Der zweite Schritt war die Reform des alten, noch aus dem Kaiserreich stammenden Staatsangehörigkeitsrechts im Jahr 2000 unter Innenminister Otto Schily. Sie ersetzte das alte Blutrecht (jus sanguinis), also die Vererbung der Staatsangehörigkeit, durch ein bedingtes jus soli, also den Erwerb der deutschen Staatsbürgerschaft durch Geburt in Deutschland.

2005 kam das neue Zuwanderungsgesetz, das nicht Einwanderungsgesetz heißen durfte. Es hatte eigentlich, nach den Entwürfen von Expertenkommissionen aller Parteien, einen großen bunten Teppich weben sollen, auf dem Integration stattfinden kann. Es wurde nur ein Topflappen daraus. Mit diesem Topflappen werden seitdem, immerhin, die Probleme angepackt.
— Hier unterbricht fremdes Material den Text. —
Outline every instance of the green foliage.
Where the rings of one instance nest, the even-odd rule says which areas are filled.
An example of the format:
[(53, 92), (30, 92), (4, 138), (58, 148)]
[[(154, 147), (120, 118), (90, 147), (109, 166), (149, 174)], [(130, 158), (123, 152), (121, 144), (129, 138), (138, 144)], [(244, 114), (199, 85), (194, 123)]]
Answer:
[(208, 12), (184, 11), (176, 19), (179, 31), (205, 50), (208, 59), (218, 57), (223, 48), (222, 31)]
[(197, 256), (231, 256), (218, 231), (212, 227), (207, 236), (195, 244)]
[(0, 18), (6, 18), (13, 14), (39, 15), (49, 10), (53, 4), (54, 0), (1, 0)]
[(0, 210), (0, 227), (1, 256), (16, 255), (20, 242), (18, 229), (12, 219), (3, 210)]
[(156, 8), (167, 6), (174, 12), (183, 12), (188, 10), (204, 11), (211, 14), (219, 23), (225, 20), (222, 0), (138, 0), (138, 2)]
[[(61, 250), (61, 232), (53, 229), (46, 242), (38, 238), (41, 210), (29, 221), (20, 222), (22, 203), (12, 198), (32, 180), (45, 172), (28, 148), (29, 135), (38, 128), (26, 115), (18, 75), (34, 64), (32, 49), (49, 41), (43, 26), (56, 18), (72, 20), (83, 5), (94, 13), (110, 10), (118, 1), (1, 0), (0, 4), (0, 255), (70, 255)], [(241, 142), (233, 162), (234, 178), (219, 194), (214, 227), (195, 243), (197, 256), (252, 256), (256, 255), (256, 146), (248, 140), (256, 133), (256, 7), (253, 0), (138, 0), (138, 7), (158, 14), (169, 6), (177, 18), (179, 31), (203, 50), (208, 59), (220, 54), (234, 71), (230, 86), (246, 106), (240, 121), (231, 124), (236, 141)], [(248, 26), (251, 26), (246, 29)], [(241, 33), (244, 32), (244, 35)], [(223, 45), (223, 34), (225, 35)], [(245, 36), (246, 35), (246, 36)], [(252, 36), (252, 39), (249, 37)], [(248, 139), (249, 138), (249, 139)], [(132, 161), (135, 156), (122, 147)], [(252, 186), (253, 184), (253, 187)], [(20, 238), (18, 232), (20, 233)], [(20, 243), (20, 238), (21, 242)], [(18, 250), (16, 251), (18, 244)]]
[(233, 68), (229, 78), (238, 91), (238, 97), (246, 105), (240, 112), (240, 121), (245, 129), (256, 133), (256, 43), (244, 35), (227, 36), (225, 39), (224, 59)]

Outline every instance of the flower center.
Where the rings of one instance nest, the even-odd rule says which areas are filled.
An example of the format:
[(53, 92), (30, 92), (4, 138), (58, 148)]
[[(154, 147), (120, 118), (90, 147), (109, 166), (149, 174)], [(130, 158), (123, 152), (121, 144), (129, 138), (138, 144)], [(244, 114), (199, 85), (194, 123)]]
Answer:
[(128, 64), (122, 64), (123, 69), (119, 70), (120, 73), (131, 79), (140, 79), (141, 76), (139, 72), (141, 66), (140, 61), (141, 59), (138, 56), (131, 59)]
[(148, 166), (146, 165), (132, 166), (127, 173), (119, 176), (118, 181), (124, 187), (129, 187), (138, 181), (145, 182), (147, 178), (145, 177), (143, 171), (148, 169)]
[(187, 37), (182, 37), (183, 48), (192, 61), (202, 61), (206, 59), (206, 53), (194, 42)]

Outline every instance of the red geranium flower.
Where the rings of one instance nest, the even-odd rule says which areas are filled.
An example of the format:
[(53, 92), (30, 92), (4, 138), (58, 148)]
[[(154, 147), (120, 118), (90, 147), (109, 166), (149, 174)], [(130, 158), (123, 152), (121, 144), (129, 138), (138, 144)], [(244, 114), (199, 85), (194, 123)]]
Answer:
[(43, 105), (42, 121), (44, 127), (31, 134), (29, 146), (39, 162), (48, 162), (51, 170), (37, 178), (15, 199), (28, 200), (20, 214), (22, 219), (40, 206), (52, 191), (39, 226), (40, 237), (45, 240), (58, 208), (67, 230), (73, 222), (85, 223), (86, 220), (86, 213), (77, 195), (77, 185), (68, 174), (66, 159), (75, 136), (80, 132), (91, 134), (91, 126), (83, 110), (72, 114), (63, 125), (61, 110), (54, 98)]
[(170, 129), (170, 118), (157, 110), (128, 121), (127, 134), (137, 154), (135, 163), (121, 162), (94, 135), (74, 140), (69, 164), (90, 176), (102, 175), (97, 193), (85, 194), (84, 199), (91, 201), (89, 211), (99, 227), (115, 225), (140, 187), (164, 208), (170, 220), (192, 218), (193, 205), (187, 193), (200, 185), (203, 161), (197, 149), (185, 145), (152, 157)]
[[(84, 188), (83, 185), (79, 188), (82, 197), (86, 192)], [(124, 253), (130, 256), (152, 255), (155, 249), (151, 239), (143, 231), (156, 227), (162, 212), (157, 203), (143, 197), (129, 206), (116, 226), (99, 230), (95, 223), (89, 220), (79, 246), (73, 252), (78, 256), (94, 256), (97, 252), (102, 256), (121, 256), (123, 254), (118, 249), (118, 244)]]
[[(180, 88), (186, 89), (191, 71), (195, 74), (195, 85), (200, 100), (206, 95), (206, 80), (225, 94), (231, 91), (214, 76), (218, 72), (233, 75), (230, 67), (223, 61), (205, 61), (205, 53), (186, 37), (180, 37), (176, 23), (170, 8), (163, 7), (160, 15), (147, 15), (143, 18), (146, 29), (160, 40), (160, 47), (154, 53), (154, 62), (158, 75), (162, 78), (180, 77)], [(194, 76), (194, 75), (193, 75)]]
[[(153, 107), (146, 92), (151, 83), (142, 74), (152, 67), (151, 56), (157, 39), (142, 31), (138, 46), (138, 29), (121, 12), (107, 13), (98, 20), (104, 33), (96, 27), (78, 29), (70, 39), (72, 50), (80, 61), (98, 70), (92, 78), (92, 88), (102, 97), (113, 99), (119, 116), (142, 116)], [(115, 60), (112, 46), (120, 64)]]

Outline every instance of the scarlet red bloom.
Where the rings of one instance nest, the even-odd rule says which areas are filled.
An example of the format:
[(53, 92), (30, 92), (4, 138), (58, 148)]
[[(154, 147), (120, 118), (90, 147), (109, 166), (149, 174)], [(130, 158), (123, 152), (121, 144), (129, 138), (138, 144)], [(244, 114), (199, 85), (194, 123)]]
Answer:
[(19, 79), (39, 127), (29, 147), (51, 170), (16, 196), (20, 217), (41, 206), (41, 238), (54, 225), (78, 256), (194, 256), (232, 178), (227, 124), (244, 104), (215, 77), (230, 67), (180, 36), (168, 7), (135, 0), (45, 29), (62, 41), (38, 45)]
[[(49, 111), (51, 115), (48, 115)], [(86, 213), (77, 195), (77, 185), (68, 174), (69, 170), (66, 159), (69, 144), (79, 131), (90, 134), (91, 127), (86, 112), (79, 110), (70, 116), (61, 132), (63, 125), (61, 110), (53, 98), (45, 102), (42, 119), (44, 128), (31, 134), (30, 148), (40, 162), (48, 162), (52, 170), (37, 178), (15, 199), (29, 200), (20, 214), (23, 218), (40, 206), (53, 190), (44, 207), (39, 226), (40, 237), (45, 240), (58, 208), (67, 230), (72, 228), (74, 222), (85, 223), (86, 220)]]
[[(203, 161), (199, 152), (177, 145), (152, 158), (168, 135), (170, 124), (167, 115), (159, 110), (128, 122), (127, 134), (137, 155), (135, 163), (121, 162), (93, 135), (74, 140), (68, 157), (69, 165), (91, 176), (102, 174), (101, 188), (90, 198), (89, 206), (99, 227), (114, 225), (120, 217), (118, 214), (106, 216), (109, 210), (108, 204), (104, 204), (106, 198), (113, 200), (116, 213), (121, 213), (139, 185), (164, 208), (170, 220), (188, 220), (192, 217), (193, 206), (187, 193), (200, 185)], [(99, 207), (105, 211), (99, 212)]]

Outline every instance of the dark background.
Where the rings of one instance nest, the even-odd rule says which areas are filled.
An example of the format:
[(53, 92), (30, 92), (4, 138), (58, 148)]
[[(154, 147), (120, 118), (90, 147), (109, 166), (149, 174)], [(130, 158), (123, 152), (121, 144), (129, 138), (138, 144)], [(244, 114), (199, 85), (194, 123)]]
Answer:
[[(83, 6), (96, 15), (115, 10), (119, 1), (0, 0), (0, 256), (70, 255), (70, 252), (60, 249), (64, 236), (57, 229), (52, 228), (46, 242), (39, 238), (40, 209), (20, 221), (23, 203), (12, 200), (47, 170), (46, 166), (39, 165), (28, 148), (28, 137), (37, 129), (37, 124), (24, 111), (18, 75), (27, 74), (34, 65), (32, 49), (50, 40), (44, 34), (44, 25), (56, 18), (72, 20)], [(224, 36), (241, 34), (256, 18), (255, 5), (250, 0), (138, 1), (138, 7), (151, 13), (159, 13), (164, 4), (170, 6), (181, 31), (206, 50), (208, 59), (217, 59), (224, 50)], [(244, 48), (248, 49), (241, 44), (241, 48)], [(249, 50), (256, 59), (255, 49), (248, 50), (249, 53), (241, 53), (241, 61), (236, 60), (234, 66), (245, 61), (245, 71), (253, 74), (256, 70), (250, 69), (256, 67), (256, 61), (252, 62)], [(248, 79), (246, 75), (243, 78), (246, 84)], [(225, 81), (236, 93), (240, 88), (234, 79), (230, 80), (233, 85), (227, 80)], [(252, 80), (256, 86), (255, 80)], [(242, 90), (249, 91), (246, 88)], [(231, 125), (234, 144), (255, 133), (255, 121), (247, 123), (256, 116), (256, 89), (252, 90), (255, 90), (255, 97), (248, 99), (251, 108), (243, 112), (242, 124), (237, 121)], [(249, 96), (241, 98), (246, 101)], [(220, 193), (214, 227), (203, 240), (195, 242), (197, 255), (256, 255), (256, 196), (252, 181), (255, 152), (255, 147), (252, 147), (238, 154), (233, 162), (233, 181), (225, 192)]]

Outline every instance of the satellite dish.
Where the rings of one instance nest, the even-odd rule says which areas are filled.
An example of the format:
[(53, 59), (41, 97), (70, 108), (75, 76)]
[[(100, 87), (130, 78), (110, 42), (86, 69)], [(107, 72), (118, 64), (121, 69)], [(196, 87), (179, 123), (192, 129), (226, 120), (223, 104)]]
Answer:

2006 beriefen die Kanzlerin und ihre Integrationsbeauftragte Maria Böhmer den Integrationsgipfel ein, Bundesinnenminister Wolfgang Schäuble gründete die Deutsche Islamkonferenz. Der Tiefschlaf der Politik ist zu Ende.

1964, als der millionste Gastarbeiter, es war der höchst verlegene Armando Rodrigues aus Portugal, auf dem Bahnsteig in Köln-Deutz mit großen Tamtam begrüßt wurde, spielte die Musikkapelle "Auf in den Kampf, Torero". Es war das falsche Lied, es war der falsche Text. Der neue, der bessere Text lautet: miteinander leben lernen, nicht nebeneinander. Das ist ebenso vernünftig wie demokratisch; das nennt man Integration.

Es ist gut, dass Aygül Özkan Ministerin geworden ist.